Our Friend, Mick Aston, DiesListed on June 25, 2013 in Blogs!
Everyone at Dillington is totally shocked at the death of our dear friend Mick Aston at the young age of 66. Whilst no doubt all of the obituaries will acknowledge his enthusiasm for field archaeology and his genuine warmth of personality I want to pay tribute to his passion for adult education. An unpretentious communicator, he wanted to share his knowledge and know-how with all who would listen. Adult education was the perfect platform for this and in recent years he would rail against the ‘savage cuts’ in funding for this crucial aspect of education as he saw it. He was wise through experience and he had an independent spirit which the rest of us envied. When he was appointed as Somerset’s first County Archaeologist in the early 1970s nobody knew what the job entailed – least of all Mick. Believing that what he needed to do was to know Somerset he set about visiting every parish and recording every historic building and prehistoric monument he could find. Immediately he discovered dozens of previously unrecognised deserted medieval villages. Needless to say, he was out of the office for weeks on end though his work formed the basis of all future work in the County.

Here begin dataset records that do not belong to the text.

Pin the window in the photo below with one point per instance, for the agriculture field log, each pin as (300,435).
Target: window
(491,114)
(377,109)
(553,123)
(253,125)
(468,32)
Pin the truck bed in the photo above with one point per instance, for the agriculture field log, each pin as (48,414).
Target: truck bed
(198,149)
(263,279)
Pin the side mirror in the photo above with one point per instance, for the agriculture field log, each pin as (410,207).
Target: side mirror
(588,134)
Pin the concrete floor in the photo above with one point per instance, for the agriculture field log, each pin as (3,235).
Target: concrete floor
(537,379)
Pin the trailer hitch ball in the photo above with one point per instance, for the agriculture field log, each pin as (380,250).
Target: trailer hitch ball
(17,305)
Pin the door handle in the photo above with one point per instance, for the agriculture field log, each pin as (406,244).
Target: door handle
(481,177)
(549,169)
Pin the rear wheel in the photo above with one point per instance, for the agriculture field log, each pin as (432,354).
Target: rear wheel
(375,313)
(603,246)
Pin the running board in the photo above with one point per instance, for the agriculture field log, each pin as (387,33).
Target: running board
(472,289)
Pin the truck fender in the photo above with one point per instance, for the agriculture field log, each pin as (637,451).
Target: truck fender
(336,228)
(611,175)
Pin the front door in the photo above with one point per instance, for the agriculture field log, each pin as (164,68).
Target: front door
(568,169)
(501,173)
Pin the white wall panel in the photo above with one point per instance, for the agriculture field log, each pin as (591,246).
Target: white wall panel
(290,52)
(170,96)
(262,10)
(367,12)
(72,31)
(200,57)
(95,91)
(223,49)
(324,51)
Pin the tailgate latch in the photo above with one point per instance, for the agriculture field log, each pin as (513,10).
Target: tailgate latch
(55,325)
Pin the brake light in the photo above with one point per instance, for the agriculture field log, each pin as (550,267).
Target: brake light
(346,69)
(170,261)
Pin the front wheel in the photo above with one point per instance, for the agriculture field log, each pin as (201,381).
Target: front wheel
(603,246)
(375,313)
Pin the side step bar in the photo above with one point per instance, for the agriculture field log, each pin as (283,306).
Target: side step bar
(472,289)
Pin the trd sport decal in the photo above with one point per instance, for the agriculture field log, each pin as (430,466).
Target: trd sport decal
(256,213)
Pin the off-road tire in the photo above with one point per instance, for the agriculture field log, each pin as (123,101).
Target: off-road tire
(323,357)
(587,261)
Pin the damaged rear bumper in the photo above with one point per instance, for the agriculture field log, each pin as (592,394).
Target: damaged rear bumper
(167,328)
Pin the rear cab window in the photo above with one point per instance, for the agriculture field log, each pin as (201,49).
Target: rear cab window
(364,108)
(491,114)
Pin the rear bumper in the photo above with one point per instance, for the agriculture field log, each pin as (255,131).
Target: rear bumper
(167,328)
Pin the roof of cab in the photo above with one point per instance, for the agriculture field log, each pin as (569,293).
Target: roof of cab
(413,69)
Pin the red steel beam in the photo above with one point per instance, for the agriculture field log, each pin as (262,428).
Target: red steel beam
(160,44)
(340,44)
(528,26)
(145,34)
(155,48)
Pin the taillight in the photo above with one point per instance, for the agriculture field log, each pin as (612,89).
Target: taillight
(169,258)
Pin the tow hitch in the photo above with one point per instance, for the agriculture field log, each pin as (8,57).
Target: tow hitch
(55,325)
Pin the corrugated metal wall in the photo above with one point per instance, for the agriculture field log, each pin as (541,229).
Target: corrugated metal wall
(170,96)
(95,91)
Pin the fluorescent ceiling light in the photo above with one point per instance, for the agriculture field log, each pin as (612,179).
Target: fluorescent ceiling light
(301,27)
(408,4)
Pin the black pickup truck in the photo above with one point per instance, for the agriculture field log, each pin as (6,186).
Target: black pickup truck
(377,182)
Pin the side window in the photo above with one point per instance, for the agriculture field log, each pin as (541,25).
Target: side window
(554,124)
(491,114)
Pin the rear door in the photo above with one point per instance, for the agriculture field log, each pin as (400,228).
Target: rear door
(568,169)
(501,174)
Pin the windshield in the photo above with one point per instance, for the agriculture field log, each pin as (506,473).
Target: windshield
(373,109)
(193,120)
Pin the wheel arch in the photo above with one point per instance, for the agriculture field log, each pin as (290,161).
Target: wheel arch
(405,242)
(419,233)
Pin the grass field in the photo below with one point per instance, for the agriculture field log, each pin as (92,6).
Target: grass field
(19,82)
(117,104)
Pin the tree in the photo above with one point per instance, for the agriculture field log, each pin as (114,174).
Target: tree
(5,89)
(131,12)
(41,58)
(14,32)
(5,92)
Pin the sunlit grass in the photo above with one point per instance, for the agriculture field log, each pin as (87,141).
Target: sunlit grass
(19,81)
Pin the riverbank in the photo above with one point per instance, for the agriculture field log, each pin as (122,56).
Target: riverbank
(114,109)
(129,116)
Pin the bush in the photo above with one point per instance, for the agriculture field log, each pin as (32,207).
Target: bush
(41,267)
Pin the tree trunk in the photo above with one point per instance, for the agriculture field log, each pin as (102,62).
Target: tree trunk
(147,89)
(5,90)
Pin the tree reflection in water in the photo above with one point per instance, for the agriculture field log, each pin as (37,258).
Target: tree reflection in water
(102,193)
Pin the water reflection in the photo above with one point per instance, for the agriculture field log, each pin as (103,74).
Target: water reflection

In many ways, Mick was an old lefty who believed that Thatcherism specifically, and managerialism more generally, had destroyed so much that was good in society. He hated bureaucracy and bureaucrats and enjoyed subverting all attempts to control him. With Mick you had to go with the flow. He very much followed in the footsteps of Maurice Beresford and Philip Ratz. He was a no-nonsense archaeologist who had no truck with theory admitting to me once that he had no time to read the stuff! His personal research centred on the history of medieval religious houses – monasteries, abbeys and priories etc. although he always stressed that he wasn’t interested in the liturgical aspects of monastic living. Nothing would give him greater pleasure than to be interpreting the lumps and bumps of an old abbey site. Time Team made Mick famous but it did not change him to his friends. He was a staunch supporter and champion of our work at Dillington – and an admirer of Joyce’s apple cake! We are grateful of Mick’s support and we’ll miss his visits enormously. Our thoughts are with Teresa and the family.